Il piacere del viaggio sarebbe tutt’altro se si avesse potuto vedere il grande treno con la sua macchina come procedeva traverso alla campagna, come un serpente veloce e silenzioso. Vedere la campagna, il treno e se stessi nello stesso tempo. Quello sarebbe stato il vero viaggio.

Domandò sorridendo: «È la prima volta che la cara bambina viaggia?».

«Sí!» disse pronta la contadina. «E se ghe ne parla zà da quindese zorni de sto viagio.»

L’Aghios si commosse.
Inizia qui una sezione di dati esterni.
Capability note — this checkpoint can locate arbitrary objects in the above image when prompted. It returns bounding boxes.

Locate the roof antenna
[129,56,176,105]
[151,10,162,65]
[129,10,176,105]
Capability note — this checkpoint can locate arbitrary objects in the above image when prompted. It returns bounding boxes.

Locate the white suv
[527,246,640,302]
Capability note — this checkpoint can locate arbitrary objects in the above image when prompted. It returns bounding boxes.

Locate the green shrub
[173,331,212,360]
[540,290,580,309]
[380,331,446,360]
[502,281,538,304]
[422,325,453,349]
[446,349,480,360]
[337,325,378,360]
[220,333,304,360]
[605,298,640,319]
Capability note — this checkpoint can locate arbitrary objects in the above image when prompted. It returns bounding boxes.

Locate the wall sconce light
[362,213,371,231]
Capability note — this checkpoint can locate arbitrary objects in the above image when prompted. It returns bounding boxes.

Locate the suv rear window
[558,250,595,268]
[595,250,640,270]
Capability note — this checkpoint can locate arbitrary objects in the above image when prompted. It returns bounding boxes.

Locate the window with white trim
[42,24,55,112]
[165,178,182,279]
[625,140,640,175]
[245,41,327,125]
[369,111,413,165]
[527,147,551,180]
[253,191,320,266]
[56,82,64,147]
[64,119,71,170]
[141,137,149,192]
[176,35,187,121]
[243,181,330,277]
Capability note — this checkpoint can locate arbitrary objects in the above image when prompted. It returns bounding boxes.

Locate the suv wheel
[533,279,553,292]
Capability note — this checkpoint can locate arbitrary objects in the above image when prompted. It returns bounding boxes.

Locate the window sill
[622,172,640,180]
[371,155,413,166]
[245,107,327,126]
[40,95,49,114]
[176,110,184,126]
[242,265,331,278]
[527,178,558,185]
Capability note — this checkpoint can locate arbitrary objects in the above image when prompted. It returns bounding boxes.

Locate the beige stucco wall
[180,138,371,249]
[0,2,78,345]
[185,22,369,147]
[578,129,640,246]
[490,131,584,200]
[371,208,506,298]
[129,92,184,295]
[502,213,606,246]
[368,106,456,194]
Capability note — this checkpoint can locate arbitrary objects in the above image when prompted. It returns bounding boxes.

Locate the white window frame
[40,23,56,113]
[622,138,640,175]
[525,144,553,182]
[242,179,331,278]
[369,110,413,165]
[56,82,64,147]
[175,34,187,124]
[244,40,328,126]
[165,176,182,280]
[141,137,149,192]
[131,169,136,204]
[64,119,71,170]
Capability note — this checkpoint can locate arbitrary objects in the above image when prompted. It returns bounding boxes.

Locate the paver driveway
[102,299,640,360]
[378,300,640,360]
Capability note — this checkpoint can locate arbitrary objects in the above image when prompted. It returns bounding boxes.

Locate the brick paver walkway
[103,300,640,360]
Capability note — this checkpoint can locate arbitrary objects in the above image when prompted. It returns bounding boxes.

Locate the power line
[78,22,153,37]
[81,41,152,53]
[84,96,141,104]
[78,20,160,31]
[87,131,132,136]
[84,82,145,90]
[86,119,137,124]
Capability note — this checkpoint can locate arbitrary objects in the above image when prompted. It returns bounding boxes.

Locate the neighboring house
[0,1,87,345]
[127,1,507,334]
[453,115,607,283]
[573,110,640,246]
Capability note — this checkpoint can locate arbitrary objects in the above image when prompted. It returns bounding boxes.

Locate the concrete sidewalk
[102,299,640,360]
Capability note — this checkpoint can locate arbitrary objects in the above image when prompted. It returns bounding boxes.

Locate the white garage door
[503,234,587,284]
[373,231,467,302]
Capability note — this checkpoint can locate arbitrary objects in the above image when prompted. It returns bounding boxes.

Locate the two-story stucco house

Quindici giorni su questo viaggio e trovarsi poi in questa gabbia chiusa! Nella mente giovinetta il viaggio avrebbe dovuto concedere il piacere di una passeggiata senza fatica moltiplicato per infiniti numeri. Quale delusione!
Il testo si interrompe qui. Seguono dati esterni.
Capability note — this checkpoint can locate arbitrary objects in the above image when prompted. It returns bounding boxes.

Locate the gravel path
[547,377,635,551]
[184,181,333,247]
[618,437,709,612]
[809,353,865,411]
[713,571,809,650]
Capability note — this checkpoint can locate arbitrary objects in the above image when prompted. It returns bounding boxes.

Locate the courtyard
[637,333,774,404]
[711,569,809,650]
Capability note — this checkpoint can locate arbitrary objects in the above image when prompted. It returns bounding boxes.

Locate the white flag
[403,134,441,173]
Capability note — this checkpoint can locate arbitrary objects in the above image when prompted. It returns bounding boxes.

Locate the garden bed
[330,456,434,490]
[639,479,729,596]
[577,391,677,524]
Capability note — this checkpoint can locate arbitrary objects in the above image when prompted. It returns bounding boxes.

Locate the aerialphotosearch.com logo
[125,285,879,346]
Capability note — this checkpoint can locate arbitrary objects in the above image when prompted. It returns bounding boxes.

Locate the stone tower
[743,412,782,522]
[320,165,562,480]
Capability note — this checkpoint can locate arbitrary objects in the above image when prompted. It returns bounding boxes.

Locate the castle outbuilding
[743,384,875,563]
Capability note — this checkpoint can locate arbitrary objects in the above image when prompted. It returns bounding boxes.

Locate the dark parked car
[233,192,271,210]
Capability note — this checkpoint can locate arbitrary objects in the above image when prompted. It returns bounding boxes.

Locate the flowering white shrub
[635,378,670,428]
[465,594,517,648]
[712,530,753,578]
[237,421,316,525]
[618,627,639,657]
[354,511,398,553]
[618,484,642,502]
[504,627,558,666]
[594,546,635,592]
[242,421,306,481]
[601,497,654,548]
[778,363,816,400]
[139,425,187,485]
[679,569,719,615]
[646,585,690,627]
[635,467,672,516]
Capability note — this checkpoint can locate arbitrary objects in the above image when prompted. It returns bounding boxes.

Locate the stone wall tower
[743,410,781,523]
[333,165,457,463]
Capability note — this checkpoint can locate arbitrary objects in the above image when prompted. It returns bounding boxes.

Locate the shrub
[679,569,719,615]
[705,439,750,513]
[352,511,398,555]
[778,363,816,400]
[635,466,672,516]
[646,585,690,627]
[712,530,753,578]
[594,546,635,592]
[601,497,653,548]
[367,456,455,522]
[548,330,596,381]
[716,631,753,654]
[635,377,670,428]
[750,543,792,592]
Poi venne il peggio. Il controllore si presentò alla porta a rivedere i biglietti. Quelli dei tre ultimi venuti erano di terza classe ed essi dovettero sgombrare. È vero che alla prossima stazione sarebbero discesi, ma intanto dovevano cambiare di vagone. Per quanto il controllore fosse abbastanza urbano, tuttavia la sua voce ebbe qualche accento imperioso. La bambina non pianse piú e si ficcò timorosa fra padre e madre ch’erano già in piedi. L’Aghios domandò al controllore: «Non si può chiudere un occhio per una stazione sola?». I contadini erano già usciti dallo scompartimento. Il controllore cortesemente disse: «Io faccio il mio dovere».

E l’Aghios deplorò di non aver avuto il coraggio di stampare un bacio sulla fronte della bambina, là, sopra agli occhi chiari che avrebbero voluto vedere il treno. Lui, di seconda classe, per affetto alla terza.

Il Borlini era tutto approvazione: «Ordine ci deve essere». L’Aghios non protestò, perché pensava a cappuccetto bianco come passava fra la gente sul corridoio.

«Quella del treno mi piacque» disse il Borlini. «Tanti bambini tardano molto a intendere le cose. Vuol vedere il treno e c’è dentro.»